Sainte-Ecluse était un agglomérat d’entrepôts, de silos et de parcs à bestiaux d’un côté de la voie, et un foisonnement de petites maisons pour vars seules et micro clans de l’autre. Il n’y avait rien qui évoquât même le modeste « centre-ville » de Port Sanger. Maïa s’arrêta devant les bureaux de la gare, où une Musselie d’âge mûr, l’air pas trop grincheux, bavardait avec une femme robuste, à la peau cuivrée par le soleil. La cheffe de gare la regarda en haussant le sourcil.
— Excusez-moi, bredouilla Maïa, puis elle se jeta à l’eau. Savez-vous s’il y a une Savante en ville ? Quelqu’un qui ait accès au Réseau ? Je voudrais acheter une consultation.
Les deux femmes échangèrent un coup d’œil. La cheffe de gare ricana.
— Une Savante, tu dis ? Une Savante. Voyons voir… Ç’aurait pôs qu’êt’chose à voir avec la météo, des fois ?
Son imitation ironique du parler masculin fit rougir Maïa.
— Allez, Tess, fit l’autre, et des ridules apparurent autour de ses yeux. L’embête pas, c’te p’tite var. T’imagines ce que va lui coûter sa consulte ? Elle a pas de réduc, comme les clans ! Faut qu’elle en ait sacrément besoin. Écoute, pu-pucelle, y a pas de Savantes diplômées de c’côté de la vallée, mais j’vais te dire : j’passe devant la citadelle de Joplande en retournant à la mine. J’peux te prendre à bord.
— Hon-hon. Est-ce qu’elles sont…
— Reliées au Réseau ? Pour sûr. C’est l’clan l’plus riche du coin. Elles ont la console et tout l’nécessaire. Mais t’en auras peut-être pas besoin. Tout c’qu’y t’faut, j’parie, c’est un bon conseil de mère. Ça t’économisera la consulte.
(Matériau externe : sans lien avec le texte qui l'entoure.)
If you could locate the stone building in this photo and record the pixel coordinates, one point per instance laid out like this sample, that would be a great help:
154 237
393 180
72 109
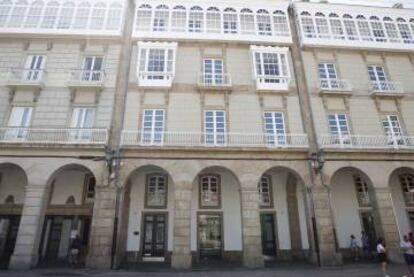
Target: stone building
186 133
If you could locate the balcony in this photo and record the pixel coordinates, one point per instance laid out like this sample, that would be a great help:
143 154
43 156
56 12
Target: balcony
195 139
272 83
26 78
334 86
155 79
386 88
86 79
18 135
366 142
214 81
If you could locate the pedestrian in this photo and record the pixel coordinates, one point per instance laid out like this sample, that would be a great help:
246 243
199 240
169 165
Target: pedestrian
365 245
354 248
382 256
408 249
75 250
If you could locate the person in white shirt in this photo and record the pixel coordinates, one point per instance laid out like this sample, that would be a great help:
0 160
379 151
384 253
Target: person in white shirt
408 249
382 256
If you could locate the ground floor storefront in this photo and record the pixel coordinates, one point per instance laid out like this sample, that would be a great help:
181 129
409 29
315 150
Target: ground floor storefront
186 213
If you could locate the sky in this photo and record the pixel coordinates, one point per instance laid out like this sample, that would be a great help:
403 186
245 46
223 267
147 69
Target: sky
385 3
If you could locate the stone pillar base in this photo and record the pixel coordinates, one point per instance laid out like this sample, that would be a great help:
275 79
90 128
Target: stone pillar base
181 261
99 262
256 261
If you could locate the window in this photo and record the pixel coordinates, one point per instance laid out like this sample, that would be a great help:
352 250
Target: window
34 15
92 69
392 129
113 20
230 21
362 190
405 31
66 14
90 187
33 69
50 15
391 30
327 76
213 72
264 27
143 18
195 22
265 192
156 191
215 127
377 29
19 120
97 16
152 127
407 186
156 62
339 129
308 27
17 14
350 27
179 19
247 22
82 16
336 26
161 17
5 8
322 27
378 78
363 28
271 65
280 24
210 191
275 128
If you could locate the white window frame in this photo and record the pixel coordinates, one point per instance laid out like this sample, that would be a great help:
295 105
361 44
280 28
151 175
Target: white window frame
340 136
275 134
152 135
156 78
213 134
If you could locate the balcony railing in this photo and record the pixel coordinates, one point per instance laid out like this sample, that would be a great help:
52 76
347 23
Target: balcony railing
214 81
155 79
52 136
26 77
366 142
79 77
386 88
334 85
272 83
194 139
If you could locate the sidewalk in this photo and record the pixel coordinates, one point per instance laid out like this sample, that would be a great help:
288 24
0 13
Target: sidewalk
358 270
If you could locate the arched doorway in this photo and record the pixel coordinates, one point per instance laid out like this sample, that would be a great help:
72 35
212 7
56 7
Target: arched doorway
148 216
402 189
354 208
13 181
216 228
68 215
283 215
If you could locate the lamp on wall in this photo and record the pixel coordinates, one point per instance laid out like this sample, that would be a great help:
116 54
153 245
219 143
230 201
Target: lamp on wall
317 160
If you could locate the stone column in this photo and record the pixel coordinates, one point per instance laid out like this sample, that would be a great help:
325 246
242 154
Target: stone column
388 221
26 252
251 227
325 227
103 221
181 257
293 216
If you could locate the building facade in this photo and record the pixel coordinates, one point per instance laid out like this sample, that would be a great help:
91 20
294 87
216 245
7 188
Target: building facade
191 132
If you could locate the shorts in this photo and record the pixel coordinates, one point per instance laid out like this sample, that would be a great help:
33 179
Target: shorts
409 259
382 257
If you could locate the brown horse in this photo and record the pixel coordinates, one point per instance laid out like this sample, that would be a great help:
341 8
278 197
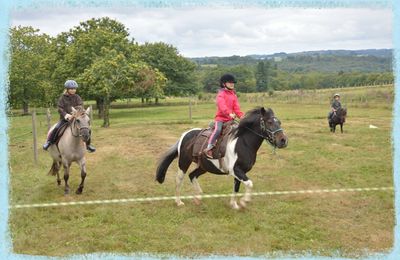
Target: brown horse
338 118
71 147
Un conseil de mère : juste ce qu’on lui avait appris à demander si jamais elle avait des problèmes. Théoriquement, tout le monde pouvait aller trouver les mères du clan local, même les hommes et les vars dans le besoin. Seulement Maïa n’avait pas très envie d’entendre une bande de vieilles clones lui débiter des platitudes et la gratifier de pages entières du Livre des Fondatrices.
« D’un autre côté, si elles ont une console…»
— D’accord. L’ennui, reprit-elle en se tournant vers la cheffe de gare, c’est que…
— Je vois. Tu risques de pas être là pour le 6 h 02, fit la Musselie en bâillant ostensiblement. Ça fait rien, vas-y. Y aura bien une autre var dans le tas. Quand tu r’viendras, on te mettra sur la liste d’attente pour une autre tournée.